E-ISSN 2587-0831
Original Article
Sentinel Node Biopsy in Special Histologic Types of Invasive Breast Cancer
1 Germans Trias Pujol Hospital, Nuclear Medicine, Badalona, Spain  
2 Sant Jaume Calella H, Surgery, Calella, Spain  
3 Germans Trias Pujol H, Pathology, Badalona, Spain  
4 Mataró H, Surgey, Mataró, Spain  
5 Germans Trias Pujol H, Surgey, Badalona, Spain  
Eur J Breast Health 2016; 12: 78-82
DOI: 10.5152/tjbh.2016.2929
Key Words: Sentinel lymph node biopsy, breast cancer, invasiveness

Objective: To assess the feasibility of sentinel node biopsy (SNB) in ductal and lobular invasive breast cancer, a group of tumors known as special histologic type (SHT) of breast cancer.


Materials and Methods: Between January 1997 and July 2008, 2253 patients from 6 affiliated hospitals underwent SNB who had early breast cancer and clinically negative axilla. The patients’ data were collected in a multicenter database. For lymphatic mapping, all patients received an intralesional dose of radiocolloid Tc-99m (4mCi in 0.4 mL saline), at least two hours before the surgical procedure. SNB was performed by physicians from the same nuclear medicine department in all cases.


Results: Of the 2253 patients in the database, the SN identification rate was 94.5% (no radiotracer migration in 123 patients), and positive sentinel node prevalence was 22%. SHT was reported in 144 patients (6.4%) of the whole series. In this subgroup, migration of radiotracer was unsuccessful in 8 patients (identification rate was 94.4%) and SNs were positive in 7.4%. SN positivity prevalence in these tumors was variable across the subtypes. Higher probability of lymphatic spread seemed to be related to tumor invasiveness (20% of positivity in micropapillary, 15% in cribriform subtypes, and 0% in adenoid-cystic). 

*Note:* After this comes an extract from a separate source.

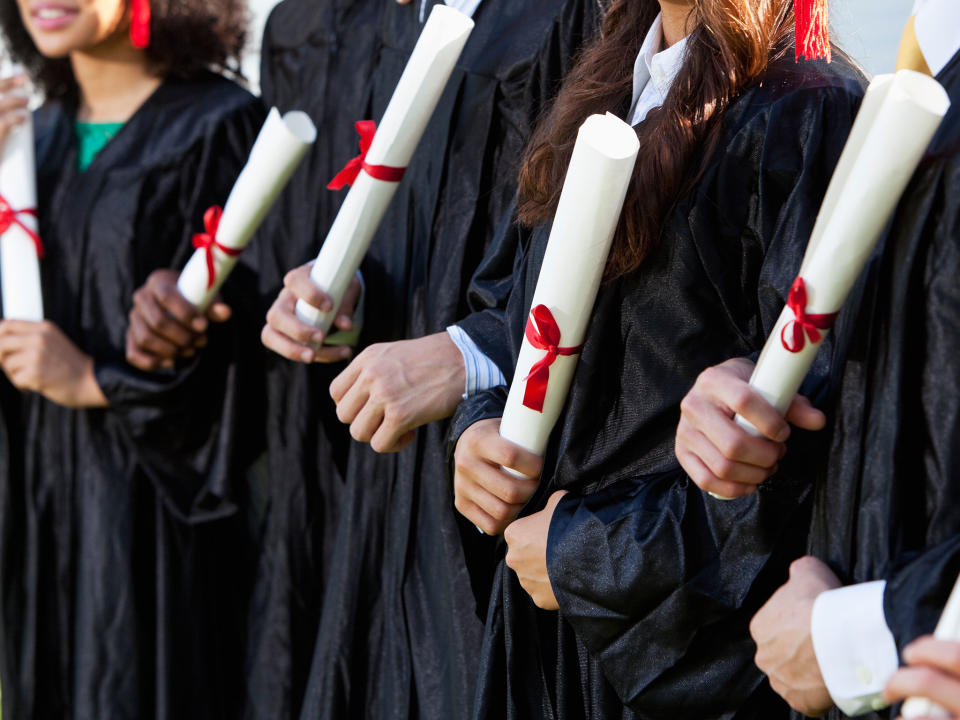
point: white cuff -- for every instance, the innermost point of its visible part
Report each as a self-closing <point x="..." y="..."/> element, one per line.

Conclusion: Sentinel node biopsy is feasible in special histologic subtypes of breast carcinoma with a good identification rate. Lower migration rates, however, might be associated with special histologic features (colloid subtype). Complete axillary dissection after a positive sentinel node cannot be omitted in patients with SHT breast cancer because they can be associated with further axillary disease; the reported very low incidence of axillary metastases would justify avoiding axillary dissection only in the adenoid-cystic subtype.